Like a door-to-door salesman, he flings open his merchandise-packed trunk. “What else do you need? Socks? Hats? Hand warmers?” Angelo grabs a couple of whimsical fleece throws emblazoned with cartoon characters — Barbie, Tweety Bird, Daffy Duck — and wraps them around the twitchy shoulders of his recipients.
“Doc’s a good man,” said Brian Champ, 47, one of the regulars. “He doesn’t just bring you food … he brings companionship. You could call him an angel.”
Champ and his companion, Della Evans, 46, have been together for almost a dozen years, the last eight on Lower Wacker, they said. They eagerly take the McDonald’s food, which is sometimes their first protein of the day.
Last year, Evans collected the shoe sizes of all the women on the street and gave them to Doc, who promptly returned with 11 pairs of new, warm boots. “He really cares about all of us,” she said.

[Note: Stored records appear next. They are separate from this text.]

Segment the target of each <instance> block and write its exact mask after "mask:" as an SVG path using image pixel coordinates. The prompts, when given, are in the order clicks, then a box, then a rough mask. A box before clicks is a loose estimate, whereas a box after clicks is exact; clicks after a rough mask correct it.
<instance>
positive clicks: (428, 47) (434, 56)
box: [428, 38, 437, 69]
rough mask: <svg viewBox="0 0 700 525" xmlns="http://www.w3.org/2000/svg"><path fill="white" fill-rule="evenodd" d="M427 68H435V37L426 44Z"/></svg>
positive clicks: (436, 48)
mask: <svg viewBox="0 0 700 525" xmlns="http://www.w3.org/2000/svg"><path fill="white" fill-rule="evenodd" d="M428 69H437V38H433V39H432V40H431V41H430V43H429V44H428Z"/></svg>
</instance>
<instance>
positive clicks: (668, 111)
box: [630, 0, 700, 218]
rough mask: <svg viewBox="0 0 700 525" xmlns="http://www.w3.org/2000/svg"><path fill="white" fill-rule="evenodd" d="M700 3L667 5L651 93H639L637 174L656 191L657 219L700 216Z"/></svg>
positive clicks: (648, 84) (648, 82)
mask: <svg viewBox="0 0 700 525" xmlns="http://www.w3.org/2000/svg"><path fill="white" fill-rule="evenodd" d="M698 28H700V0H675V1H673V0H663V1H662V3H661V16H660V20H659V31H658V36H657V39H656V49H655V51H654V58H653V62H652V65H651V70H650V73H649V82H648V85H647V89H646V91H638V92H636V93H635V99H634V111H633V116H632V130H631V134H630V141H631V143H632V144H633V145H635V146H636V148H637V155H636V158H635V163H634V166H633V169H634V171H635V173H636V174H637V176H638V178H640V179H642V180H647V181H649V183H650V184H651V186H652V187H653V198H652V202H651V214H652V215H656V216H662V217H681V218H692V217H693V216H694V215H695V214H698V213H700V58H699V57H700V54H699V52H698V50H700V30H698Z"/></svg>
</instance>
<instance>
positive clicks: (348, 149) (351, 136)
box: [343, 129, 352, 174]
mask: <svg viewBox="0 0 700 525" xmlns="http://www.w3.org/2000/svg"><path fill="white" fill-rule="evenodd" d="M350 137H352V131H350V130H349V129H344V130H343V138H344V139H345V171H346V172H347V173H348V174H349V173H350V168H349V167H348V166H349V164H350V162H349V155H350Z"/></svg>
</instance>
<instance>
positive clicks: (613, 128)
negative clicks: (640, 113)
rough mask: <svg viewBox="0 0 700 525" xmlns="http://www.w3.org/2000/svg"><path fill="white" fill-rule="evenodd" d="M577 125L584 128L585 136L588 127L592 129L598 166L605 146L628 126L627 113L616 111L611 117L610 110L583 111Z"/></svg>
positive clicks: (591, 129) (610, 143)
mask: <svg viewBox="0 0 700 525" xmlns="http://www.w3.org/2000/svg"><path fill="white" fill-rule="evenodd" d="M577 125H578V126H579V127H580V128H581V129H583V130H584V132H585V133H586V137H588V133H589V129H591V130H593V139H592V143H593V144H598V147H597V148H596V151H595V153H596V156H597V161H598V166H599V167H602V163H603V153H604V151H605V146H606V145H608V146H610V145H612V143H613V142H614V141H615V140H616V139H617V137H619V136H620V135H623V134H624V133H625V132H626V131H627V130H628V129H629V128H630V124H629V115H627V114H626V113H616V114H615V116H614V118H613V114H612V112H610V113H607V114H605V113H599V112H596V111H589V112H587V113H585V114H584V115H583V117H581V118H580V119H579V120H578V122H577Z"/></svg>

Both say they prefer the streets to shelters. “It’s just easier to be your own man out here … even though it gets a lot tougher in winter,” Champ said. “That’s when we just hang on to each other and pray we wake up.”
Still, Champ said he hopes to get a job — short-order cook, maintenance, washing dishes. “I’d do anything … including cleaning toilets,” he said
Darnell Owens, 38, said he was staying with his uncle until he discovered bedbugs. Owens preferred the pavement to “getting all loused up,” he said.
Others attribute their homelessness to foreclosure, parental death and bad breakups.
Angelo listens respectfully, but he’s heard it all before. There was a time when he tried to get everyone into a shelter or a treatment program, but they refused. Something — mental illness, drug or alcohol addiction, an “anti-social” attitude — is keeping them stuck, he said.
“I’d give them all this information until I was blue in the face. … So now I just focus on basic needs,” he said. “They’re cold and hungry, and that’s my mission. On everything else, I can’t make much of an impact. I’ve tried, and they don’t want to hear it. Other groups want to get them rehabbed and get them to Jesus, but they want to be left alone and live independently. They know I accept that … and that’s why they accept me.”
A native of the Northwest Side, Angelo attended parochial schools and had a “strong vocational push” to be a priest. His heroes were Martin Luther King Jr., Mother Teresa and Nelson Mandela.
Instead he followed a different career path, but his desire to boost the underdog never wavered. He set up a scholarship from 1988 to 2011 at his alma mater, St. Patrick High School, in the name of a cousin, but something was still missing.
“I was looking for that personal interaction,” Angelo explained.
He found it in 2001, he said, sitting in his Jacuzzi on a bitter February day. “I thought, ‘How can I sit here, in this warm bath in my beautiful home, when I know people are hungry and cold?’ I got up, got dressed and went downtown … and I’ve been doing it ever since.”
Some days are more challenging than others. Occasionally, someone will hit him up for a bus pass or money.
Other times, someone will be coming off a bender or in the grips of a manic episode. Someone might be angry because the police have come through on a periodic sweep, destroying their meager possessions. Instinctively, Angelo knows when to reach out and when to steer clear.
Ed Shurna, executive director of the Chicago Coalition for the Homeless, estimates the Lower Wacker population at about 100 people, including one man who has lived there for 30 years. “It’s a hard number to calculate because it’s so fluid. … But it’s a significant number, and it’s growing.”
Such philanthropy is unusual, said Shurna, who was unfamiliar with Angelo’s generosity. “Others do it through a check — and that’s totally necessary. But the fact that he gives alone and so directly is exceptional.”
Angelo estimates that he spends about $200 each trip downtown on food. So far this fall he’s spent an additional $800 or so on blankets, and $400 to $500 on socks, hats and gloves. He’s handed out 80 sets of hand warmers at $1 a pair.
“I’m not saving enough for retirement… but my kids understand,” he said. “The way I look at it is they need it more than I do. I have a chance to work harder; they don’t. That’s why I get out of the car and serve them. What could be better than giving people hope?”